Friday, January 15, 2021

"Service"

Today is bright, brisk and significantly warmer than it has been. While this is changing, as I combine my gas and electric bills into a single bill and will put it on auto-pay, right now I pay those bills as any convenience store. I wanted some good bread, and there is a bakery I like adjacent to a convenience store,  and on the way home from there is a liquor store.

Since the rewrite is going well, this is a time when I will read something I haven't already read six times and I get interested in cooking something new. Because of the cold, and because I can't now go out and meet a friend for the kind of ramen I can eat, I decided to make it. 

I copied five recipes. Broccolini and bok choy were required, the noodles, tofu and also sake. I had everything else I needed. Yesterday, with my kind and charming shopping helper, I got noodles, broccoli (broccolini not being available) and bok choy, which isn't called that here, and everything else I would need for the next week. But I didn't get sake. There's a liquor store that carries magnums of a kind of sake I like at a very reasonable price. So, today, off I went.

So did everybody else, it seems. PLEASE STAY HOME AGAIN doesn't seem to be going over very well, at least not on a brilliant Saturday afternoon. I hope that won't be the rule.

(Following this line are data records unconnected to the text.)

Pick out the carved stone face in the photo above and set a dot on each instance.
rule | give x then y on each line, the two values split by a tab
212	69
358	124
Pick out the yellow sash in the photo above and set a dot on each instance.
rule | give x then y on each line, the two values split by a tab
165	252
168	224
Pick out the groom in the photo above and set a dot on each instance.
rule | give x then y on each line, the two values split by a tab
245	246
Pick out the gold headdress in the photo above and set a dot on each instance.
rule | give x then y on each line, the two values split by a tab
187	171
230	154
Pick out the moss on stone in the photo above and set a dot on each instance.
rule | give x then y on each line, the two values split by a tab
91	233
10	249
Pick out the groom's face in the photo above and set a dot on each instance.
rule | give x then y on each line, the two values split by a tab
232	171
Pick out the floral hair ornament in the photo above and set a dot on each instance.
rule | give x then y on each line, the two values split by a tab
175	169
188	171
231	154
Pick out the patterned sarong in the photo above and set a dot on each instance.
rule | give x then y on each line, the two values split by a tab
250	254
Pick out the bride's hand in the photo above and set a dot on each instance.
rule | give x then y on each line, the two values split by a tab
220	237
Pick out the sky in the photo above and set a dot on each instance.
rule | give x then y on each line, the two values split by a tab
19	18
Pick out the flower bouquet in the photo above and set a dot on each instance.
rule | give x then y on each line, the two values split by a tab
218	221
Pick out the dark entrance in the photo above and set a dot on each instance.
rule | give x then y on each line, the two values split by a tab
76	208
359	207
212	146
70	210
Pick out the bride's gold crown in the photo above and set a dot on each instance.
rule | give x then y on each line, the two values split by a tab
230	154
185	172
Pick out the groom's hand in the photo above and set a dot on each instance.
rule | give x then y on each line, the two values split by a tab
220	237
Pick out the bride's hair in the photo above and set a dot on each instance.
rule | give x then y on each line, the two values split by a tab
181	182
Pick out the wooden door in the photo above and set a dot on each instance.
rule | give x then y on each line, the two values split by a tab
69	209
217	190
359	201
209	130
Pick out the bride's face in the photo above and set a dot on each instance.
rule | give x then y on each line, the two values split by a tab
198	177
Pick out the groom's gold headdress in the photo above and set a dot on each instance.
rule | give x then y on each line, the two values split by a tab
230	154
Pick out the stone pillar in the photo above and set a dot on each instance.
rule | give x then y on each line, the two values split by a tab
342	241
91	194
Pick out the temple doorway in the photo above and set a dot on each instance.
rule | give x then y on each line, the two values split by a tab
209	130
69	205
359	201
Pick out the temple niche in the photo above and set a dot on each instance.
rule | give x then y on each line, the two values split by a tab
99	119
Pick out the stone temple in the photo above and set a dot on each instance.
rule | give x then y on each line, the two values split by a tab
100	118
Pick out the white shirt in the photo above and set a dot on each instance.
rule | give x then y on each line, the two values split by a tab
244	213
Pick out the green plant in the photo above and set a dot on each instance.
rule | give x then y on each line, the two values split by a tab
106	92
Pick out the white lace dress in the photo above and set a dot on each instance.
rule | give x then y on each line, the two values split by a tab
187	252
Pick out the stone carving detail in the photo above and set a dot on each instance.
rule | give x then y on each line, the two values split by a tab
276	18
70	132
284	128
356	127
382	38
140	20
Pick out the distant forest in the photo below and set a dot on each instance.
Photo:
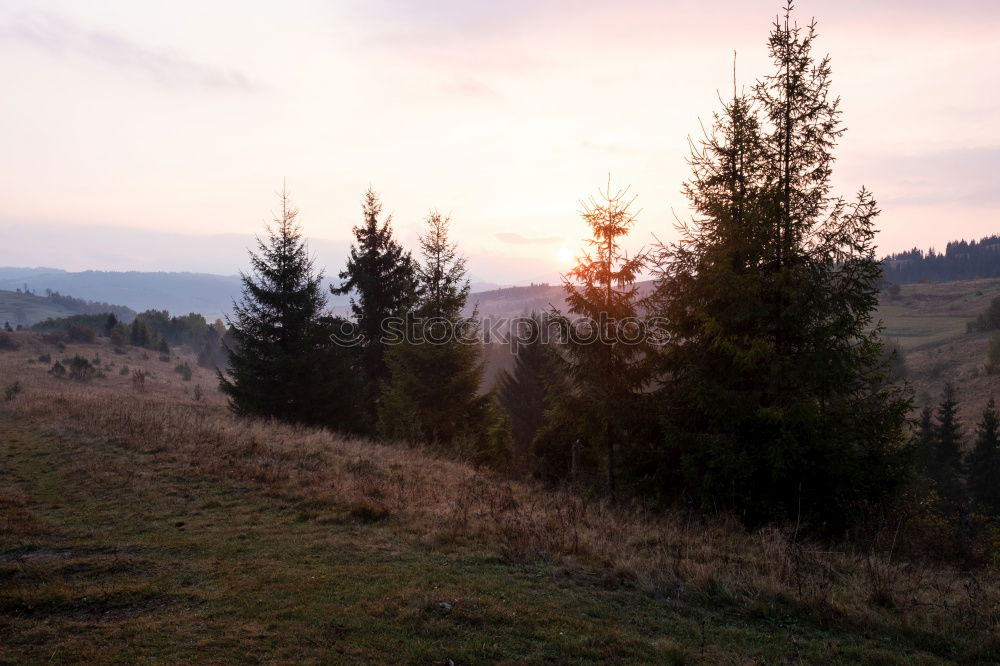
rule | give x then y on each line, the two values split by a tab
961	260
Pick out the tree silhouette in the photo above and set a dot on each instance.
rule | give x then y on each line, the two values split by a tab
280	361
946	456
435	374
775	385
984	462
603	349
380	278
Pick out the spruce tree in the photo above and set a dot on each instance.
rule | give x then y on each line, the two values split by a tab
984	462
522	390
775	388
923	442
435	373
603	356
946	457
279	361
380	278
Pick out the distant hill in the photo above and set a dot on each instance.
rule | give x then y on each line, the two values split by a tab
26	309
961	260
180	293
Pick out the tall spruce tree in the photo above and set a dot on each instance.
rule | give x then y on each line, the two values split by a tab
523	390
380	278
603	351
435	374
279	363
945	467
775	392
924	443
984	462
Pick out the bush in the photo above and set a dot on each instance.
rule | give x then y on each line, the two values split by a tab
54	338
988	320
993	354
8	342
81	369
80	333
11	391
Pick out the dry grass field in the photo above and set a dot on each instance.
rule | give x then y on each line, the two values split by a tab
154	526
929	320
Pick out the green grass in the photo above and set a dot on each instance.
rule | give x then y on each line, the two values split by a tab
114	556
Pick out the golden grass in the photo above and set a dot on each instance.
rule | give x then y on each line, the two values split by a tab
438	501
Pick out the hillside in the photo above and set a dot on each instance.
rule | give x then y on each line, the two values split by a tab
142	526
929	320
21	309
207	294
180	293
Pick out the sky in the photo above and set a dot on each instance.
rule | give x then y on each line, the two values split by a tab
154	136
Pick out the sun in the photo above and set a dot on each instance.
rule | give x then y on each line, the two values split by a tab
565	256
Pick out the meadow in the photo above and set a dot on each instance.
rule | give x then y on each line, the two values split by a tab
152	525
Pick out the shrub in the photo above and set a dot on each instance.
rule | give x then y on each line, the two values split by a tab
54	338
80	333
11	391
81	369
993	354
7	341
988	320
139	380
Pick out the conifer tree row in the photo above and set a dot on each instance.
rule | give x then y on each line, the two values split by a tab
774	388
380	276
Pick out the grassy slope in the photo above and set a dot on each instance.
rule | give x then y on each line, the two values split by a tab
929	321
120	558
27	310
121	541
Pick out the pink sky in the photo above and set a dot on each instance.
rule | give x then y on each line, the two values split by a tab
129	127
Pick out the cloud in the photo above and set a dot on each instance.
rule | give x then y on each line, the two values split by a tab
59	36
969	176
518	239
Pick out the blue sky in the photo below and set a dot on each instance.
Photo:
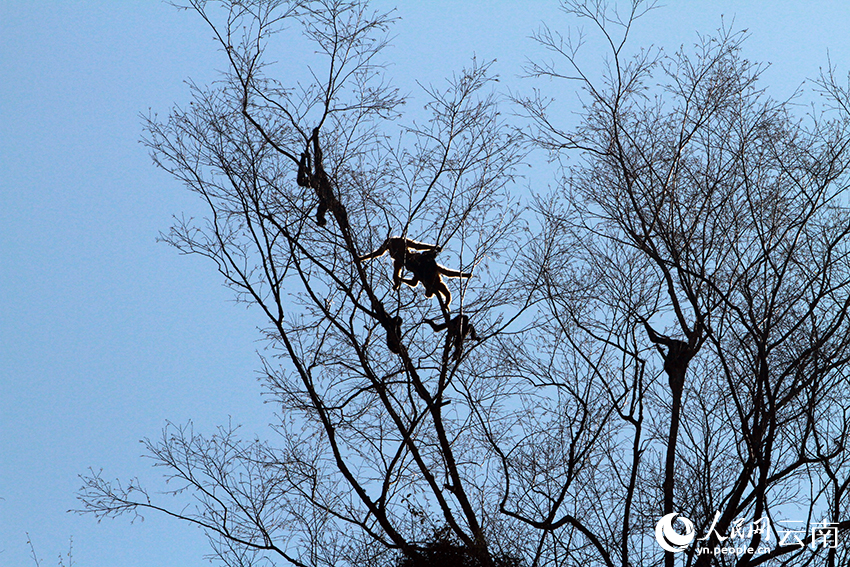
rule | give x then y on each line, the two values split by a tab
104	333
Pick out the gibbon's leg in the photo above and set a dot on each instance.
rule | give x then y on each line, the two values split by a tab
320	212
398	265
436	326
412	282
303	178
452	273
416	245
379	252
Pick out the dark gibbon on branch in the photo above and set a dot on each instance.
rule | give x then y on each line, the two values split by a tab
394	335
311	173
423	266
458	329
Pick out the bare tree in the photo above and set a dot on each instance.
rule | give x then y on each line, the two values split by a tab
374	453
698	282
667	337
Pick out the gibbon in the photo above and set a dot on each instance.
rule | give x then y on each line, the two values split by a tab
458	329
394	335
311	173
423	266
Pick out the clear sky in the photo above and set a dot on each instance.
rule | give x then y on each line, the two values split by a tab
104	333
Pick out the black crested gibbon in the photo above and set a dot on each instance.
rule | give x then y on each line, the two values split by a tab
423	266
458	328
311	173
394	335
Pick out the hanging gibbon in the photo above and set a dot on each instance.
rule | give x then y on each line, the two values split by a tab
394	335
458	329
423	266
311	173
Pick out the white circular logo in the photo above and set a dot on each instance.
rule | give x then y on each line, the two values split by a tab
671	540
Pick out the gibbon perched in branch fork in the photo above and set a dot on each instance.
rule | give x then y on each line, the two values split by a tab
458	328
311	173
423	266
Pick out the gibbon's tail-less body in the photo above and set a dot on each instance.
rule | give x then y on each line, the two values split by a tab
311	173
458	329
423	265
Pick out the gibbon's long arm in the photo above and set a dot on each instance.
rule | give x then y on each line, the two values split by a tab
398	247
376	253
452	273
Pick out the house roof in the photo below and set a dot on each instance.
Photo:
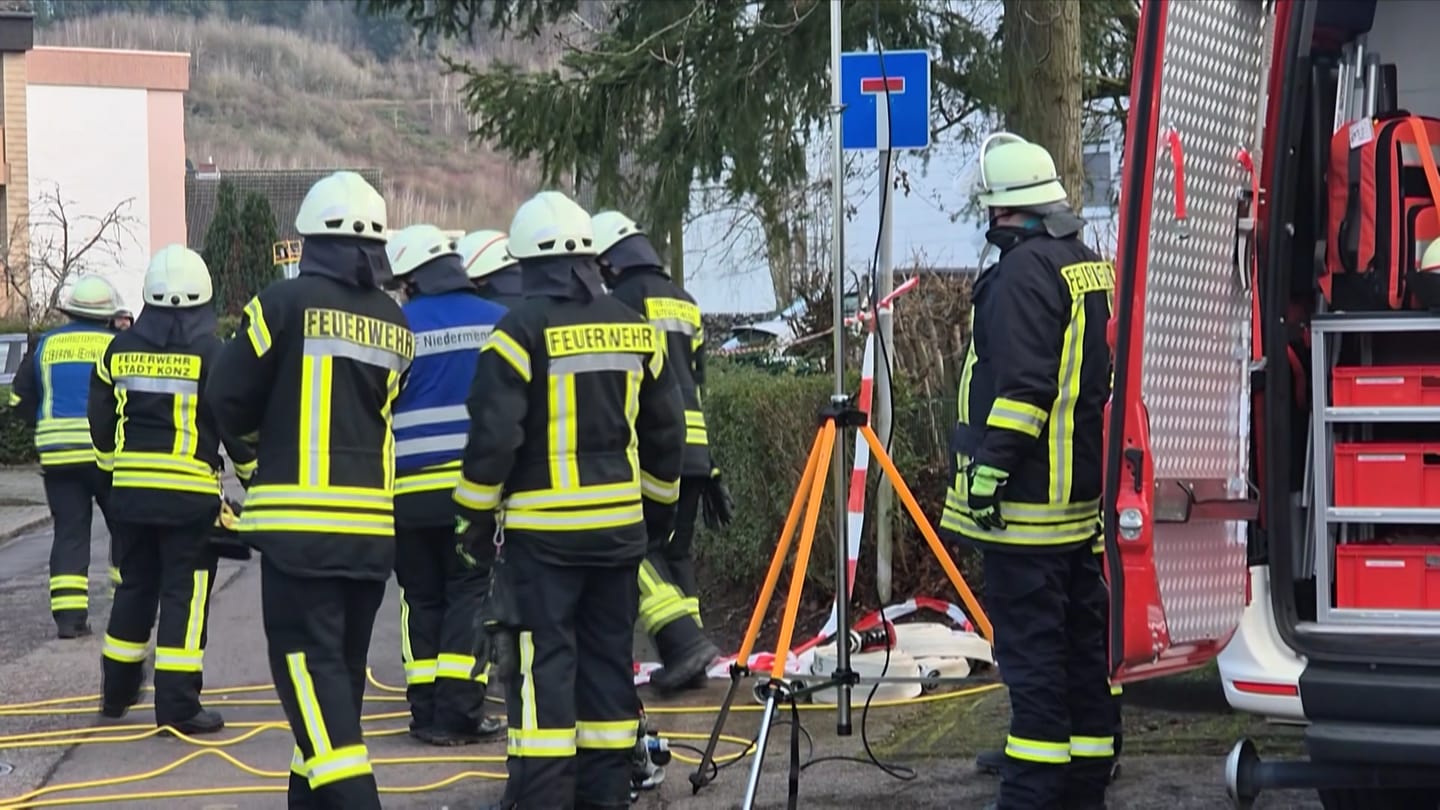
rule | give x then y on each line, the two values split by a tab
284	189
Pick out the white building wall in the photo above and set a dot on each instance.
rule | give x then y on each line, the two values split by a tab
92	144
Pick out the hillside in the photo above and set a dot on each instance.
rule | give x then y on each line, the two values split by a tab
271	98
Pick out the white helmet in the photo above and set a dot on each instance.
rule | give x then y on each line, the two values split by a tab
91	297
342	205
609	228
484	252
1017	173
550	225
415	245
177	277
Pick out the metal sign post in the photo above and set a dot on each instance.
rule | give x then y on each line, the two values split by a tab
886	108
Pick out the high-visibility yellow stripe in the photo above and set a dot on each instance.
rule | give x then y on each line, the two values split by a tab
1060	440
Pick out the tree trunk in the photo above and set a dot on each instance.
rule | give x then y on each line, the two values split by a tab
1041	68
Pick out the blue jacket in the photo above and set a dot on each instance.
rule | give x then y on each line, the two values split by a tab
52	391
431	421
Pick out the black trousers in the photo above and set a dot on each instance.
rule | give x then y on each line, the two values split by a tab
1050	616
438	603
668	606
72	490
572	702
318	633
172	568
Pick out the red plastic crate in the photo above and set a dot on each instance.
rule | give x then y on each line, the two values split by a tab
1377	474
1386	386
1387	577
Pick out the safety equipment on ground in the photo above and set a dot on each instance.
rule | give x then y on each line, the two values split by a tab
611	227
91	297
177	277
716	502
343	205
416	245
1017	173
484	252
985	484
550	225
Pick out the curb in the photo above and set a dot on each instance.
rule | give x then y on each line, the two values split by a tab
9	535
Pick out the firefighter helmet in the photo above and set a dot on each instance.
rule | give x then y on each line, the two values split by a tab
611	227
484	252
91	297
550	225
415	245
1017	173
177	277
342	205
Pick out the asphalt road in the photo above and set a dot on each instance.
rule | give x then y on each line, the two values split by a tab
36	666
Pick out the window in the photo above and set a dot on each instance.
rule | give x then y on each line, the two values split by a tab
1098	179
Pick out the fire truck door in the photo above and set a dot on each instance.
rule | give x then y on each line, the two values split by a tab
1177	472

Yesterday, the streets on the way to the regular grocery store were empty and the store itself was uncommonly quiet. We need to do this; we better do this. COVID hasn't given up and neither can we.

At the convenience store, I saw Setsubon roasted soy beans with a cute oni mask. I couldn't pass that up, so I got those when I paid the bills. I picked up some bread from LaPan, which manages to be a pun in French, no less. See the cute little bunny on the end of the loaf of bread? Then I went to the liquor store.

Generous neighborhood liquor store

There's a custom in Japan called "service." Stores sometimes give a gift to customers as "service." This liquor store I enjoy for its wide variety of liquor, and its wide variety of gifts. Sometimes it's canned tea, or perhaps canned coffee. Often it is for some unknown reason produce. I've been the proud recipient of daikon and naga-negi, or long, large green onions, which are not exactly leeks but can be cooked like leeks, and more.

My haul. See the beans? The oni? The bunny? The sake? And, as "service"...

Today, it was a huge chunk of napa cabbage. 

Do recall that I went to the regular grocery store yesterday and came home with a couple of bags of salad, another bag of bok choy, a couple of heads of broccoli, and assorted other veg for the purposes of making ramen. My very small refrigerator was already bursting at the seams.

I guess I'm going to make kimchi. And thank them kindly for their "service."